As illustrated in Fig. 3b, this model contains 7 convolutional layers − 3 for the encoder; 1 for the bottleneck; 3 up-sampling layers for the decoder. The loss function we chose consisted of focal loss, dice loss, and binary cross entropy summed up into a total loss. To evaluate the performance of the model, this work adopted the IoU score 30 as the metric. As the optimizer, we used Adam with a learning rate of 0.001. After 400 epochs of learning with a batch size of 8, the model converged to a stable value both for IoU scores and the loss. The final IoU was 0.98 and the loss was 0.05 (Supplementary Fig. 1). As presented in Table 1, this DNN model speeds up the segmentation process with 0.062 seconds for one stack.

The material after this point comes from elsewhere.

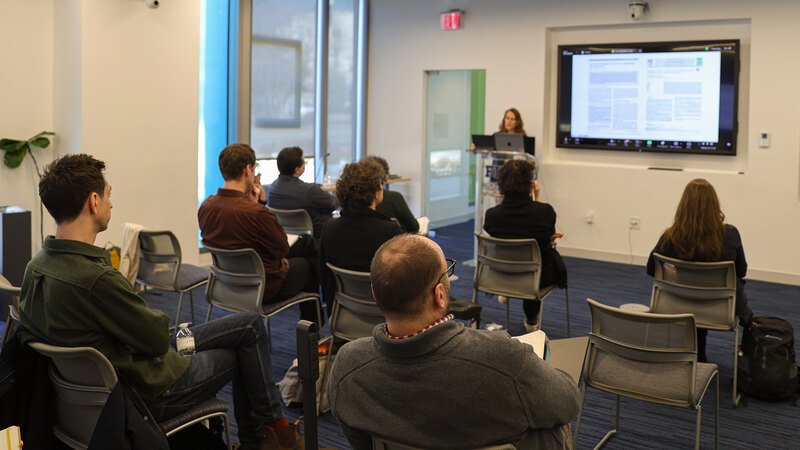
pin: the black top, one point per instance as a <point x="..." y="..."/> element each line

Even with the training time of 8.5 minutes in one shot, this solution is still superior to other candidates by accelerating the segmentation to at least ~ 10000 times.

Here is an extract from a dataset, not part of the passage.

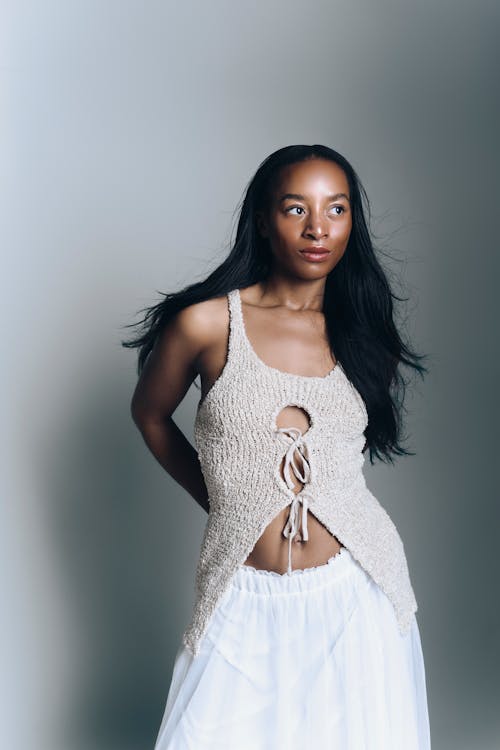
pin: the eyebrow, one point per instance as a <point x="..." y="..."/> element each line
<point x="298" y="197"/>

Surrogate model evaluation
The trained U-Net surrogate model can directly predict the focus-score mask with the widefield microscopy images as inputs. This approach significantly simplified the segmentation compared to the previous focus-score pipeline. Figure 4a illustrates part of the segmentation results. Notably, from the completely out-of-focus slice (slice 0) to the completely in-focus slice (slice 19), the DNN model distinguished the in-focus pixels correctly. In slice 0, the model labelled the whole image as out-focus. The results were consistent with the GT mask. As the focal plane changed during optical sectioning, the image contained more in-focus pixels. The predictions of the DNN model stayed reliable. In slice 19, the model labeled correctly the whole target as in-focus. However, the prediction varied from the GT masks in certain cases (slice 9), which highlights opportunities for future improvements of this DNN model in the future.
The focus-score masks obtained from the surrogate model may be employed for in-focus pixel segmentation from the widefield microscopy images. As shown in Figure. 4b, these masks allow retaining only the in-focus part of the image. These, in turn, may be assembled into a 3D model of a specimen. Notably, this is possible by employing images obtained using widefield in vivo microscopy, in which unlike in CLSM, both in-focus and out-focus light contribute to the formation of the image in every image plane.